What better remedy to a rainy weekend in Albany than a little "Ventura Highway in the sunshine"?
Folk-rock group America played its familiar, decades-old hits before a sold-out Hart Theatre audience at The Egg on Saturday night, many of whom were in high school or college when the band broke onto the scene in 1972 with the international hit "A Horse With No Name," from its self-titled debut album.
At the time, founding members Gerry Beckley, Dewey Bunnell and Dan Peek were barely out of high school themselves -- graduating in 1969 from a school outside London, where their U.S. Air Force personnel fathers were stationed.
Bunnell explained Saturday night that it was a heady time to be in England. They attended shows by the Rolling Stones, The Who, Jimi Hendrix and more. Stateside, they were influenced by the music of the Beach Boys, Simon & Garfunkel, the Byrds and Buffalo Springfield. "And backstage tonight is Richie Furay, a founding member of Buffalo Springfield," Bunnell noted. Furay was there, coincidentally, to perform in The Egg's other space, the Swyer Theatre.
America has played the Capital Region many times, headlining SPAC as well as smaller venues. They had just returned from playing shows in Europe and Israel.
And they raised their game on this visit, thanks largely to the guitar wizardry of young Steve Fekete, whose blistering solos gave a new dimension to songs such as "Here," "Driving," The Mamas & the Papas' "California Dreamin' " and Bunnell's greatly underrated "Cornwall Blank" (which flowed into "Hollywood," also by Bunnell). Joked Beckley, "I know what you're thinking, that was dangerously close to jamming," and the crowd laughed. Bassist Rich Campbell played superbly on "Here."
Early songs included the opener "Tin Man," "You Can Do Magic," "Don't Cross the River," "Daisy Jane," "Riverside" and "Ventura Highway" -- some with more spark than others.
Highlights included the rarely performed "Greenhouse," off the band's 1994 release "Hourglass," and featured smooth vocal harmonies by Bunnell and Beckley.
After all, it was those special harmonies that helped attract a new producer to the band in 1974 -- none other than Sir George Martin, who had earlier helped shape the Beatles' sound. Martin went on to produce seven America albums.
In mid-concert, Bunnell said, "Now we're going to do one by one of our favorite bands, one of everybody's favorite bands."
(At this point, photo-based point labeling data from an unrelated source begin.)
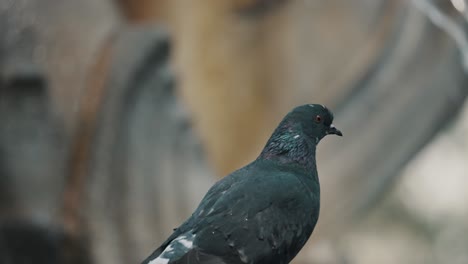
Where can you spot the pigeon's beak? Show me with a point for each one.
(333, 131)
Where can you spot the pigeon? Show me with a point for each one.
(264, 212)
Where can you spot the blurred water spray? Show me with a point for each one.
(447, 23)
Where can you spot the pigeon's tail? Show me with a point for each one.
(176, 249)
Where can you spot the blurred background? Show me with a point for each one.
(117, 116)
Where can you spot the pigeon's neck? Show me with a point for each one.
(291, 148)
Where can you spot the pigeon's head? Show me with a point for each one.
(297, 135)
(314, 121)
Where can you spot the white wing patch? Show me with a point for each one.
(176, 249)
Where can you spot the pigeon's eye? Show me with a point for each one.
(318, 119)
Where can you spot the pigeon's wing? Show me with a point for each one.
(165, 252)
(196, 256)
(260, 220)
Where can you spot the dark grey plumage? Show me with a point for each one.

With that came a fine version of "Eleanor Rigby," after which Bunnell said, "I think George Martin would have been very proud of Steve's arrangement on that."
The rousing "Sandman," off their debut album, brought the crowd back to the late 1960s with images and video clips of those turbulent times flashing on a screen in the background. Drummer Ryland Steen closed the song with a flourish, and brought the crowd to its feet.
If there was a lull, it came during the back-to-back "Woman Tonight" and "Only in Your Heart," but yet again, Fekete stepped forward to the front of the stage and elevated the tunes with solo guitar work.
Beckley would point toward the energetic Berklee College of Music grad in appreciation, shaking his head and saying, "We've got comebacks that are older than him."
Late in the show came Peek's "Lonely People," a nod to the co-founder who left the group in the late 1970s to pursue a solo Christian music career. Peek died in 2011, ending the hopes of many that the original three members would someday reunite.
The concert closed with "Sister Golden Hair" and the one-song encore, "Horse with No Name," again bringing the appreciative crowd to its feet.